Die Performance einer Website ist von vielerlei Faktoren abhängig. Gerade bei WordPress-Websites kommen noch spezielle Faktoren vom CMS dazu, die man kennen muss. Um die Performance einer WordPress-Website von Grund auf zu verbessern, sollte die Betrachtung ganzheitlich erfolgen, also nicht nur auf ein oder zwei Ursachen reduziert. In diesem Artikel geben wir fünf Tipps, die unkompliziert umzusetzen sind.

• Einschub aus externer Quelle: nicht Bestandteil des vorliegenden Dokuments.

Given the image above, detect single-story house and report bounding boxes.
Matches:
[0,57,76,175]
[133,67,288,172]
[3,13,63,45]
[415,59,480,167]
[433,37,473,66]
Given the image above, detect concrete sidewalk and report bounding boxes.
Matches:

Bilder komprimieren und richtig einsetzen

Nicht immer, aber gerne mal werden Bilder in der größtmöglichen Auflösung vom Fotografen oder aus Bilddatenbanken in WordPress hochgeladen. Bevor man das tut, sollten diese in einem Bildbearbeitungsprogramm mit reduzierter Dateigröße abgespeichert werden. Wer mag, kann dabei die längste Seite des Bildes (Breite oder Höhe) auf 2.560 Pixel reduzieren, um WordPress selbst schon etwas die Arbeit abzunehmen. Wer dies nicht tut, für den erledigt WordPress diesen Vorgang seit Version 5.3.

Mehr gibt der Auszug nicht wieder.